Vedanta Resources, the first Indian company to have gained a premium listing on the London Stock Exchange, is expected to be delisted on October 1, after minority investors agreed to sell their shares to the family investment vehicle of its executive chairman Anil Agarwal.

On Monday, Volcan Investments Limited., the holding company wholly owned by Mr. Agarwal’s discretionary trust, said it now held or had received acceptances of its offer on 92.31% of Vedanta Resources share capital and the cash offer had now become unconditional in all respects. The offer remains open for acceptances until further notice.

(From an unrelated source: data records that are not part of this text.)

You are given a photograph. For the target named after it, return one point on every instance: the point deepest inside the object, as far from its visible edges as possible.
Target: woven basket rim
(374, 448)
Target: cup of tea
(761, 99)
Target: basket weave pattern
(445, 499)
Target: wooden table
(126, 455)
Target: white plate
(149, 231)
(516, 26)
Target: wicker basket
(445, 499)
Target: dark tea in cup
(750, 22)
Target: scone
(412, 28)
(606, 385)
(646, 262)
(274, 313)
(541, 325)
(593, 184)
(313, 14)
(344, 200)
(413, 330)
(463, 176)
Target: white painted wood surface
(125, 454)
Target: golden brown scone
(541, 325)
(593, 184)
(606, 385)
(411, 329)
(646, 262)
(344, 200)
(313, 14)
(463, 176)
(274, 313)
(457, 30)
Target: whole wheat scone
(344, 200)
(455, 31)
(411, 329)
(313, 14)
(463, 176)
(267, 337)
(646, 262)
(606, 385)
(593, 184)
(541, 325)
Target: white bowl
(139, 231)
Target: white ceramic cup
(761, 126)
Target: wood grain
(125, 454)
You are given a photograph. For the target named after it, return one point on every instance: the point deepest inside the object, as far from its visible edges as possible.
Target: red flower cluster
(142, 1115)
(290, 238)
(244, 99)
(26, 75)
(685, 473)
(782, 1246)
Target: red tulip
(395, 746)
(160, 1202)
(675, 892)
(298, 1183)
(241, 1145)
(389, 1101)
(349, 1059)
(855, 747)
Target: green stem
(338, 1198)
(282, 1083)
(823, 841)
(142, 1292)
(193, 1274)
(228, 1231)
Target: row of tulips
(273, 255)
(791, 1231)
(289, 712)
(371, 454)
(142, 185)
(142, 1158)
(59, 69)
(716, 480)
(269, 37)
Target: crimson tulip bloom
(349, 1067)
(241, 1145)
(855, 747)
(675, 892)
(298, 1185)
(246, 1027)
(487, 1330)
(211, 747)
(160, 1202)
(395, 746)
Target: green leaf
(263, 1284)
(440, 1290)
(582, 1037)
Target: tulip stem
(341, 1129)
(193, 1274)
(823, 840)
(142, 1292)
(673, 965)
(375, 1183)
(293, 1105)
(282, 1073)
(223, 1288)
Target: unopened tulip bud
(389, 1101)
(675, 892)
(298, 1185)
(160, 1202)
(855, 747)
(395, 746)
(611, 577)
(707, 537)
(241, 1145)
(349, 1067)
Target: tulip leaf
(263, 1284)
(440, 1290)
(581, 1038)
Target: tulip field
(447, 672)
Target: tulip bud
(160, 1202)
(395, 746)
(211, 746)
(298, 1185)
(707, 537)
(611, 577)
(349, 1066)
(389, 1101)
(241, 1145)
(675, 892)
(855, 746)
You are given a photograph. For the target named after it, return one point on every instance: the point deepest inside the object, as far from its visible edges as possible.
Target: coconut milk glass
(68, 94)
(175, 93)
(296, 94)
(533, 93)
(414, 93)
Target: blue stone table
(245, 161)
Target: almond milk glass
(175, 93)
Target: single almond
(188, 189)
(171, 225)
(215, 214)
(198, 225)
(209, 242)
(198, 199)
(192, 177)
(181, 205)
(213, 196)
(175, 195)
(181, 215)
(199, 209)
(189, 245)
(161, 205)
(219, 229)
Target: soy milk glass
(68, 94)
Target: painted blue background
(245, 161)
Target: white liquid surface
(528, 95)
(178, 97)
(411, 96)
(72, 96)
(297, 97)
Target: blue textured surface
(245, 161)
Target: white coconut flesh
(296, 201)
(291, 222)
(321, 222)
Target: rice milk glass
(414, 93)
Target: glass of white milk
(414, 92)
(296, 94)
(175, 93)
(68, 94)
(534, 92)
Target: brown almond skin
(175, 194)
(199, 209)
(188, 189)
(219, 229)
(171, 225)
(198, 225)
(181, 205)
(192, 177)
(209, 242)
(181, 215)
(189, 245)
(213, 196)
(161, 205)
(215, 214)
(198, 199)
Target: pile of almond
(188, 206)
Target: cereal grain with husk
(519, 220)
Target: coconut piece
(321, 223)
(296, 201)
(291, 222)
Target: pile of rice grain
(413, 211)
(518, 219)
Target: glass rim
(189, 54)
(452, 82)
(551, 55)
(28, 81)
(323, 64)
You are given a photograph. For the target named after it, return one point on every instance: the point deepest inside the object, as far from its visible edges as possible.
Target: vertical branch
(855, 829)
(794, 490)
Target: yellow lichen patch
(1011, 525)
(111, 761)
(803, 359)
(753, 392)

The effort to take Vedanta Resources private has moved rapidly from early July, when the plan to acquire the 33.47% that it did not own was announced by Volcan Investments, valuing the company at £2.325 billion ($3.03 billion). The all-cash offer of £8.25 a share marked a 28% premium on the closing price of Vedanta Resources on the Friday before the offer was announced. The offer was recommended by an independent committee of the company which described the offer as an “attractive” one that secured “delivery of future value today in cash, whilst providing shareholders with the ability, should they choose, to retain exposure to the Vedanta Group growth story by reinvesting all or part of their offer proceeds in Vedanta Limited.”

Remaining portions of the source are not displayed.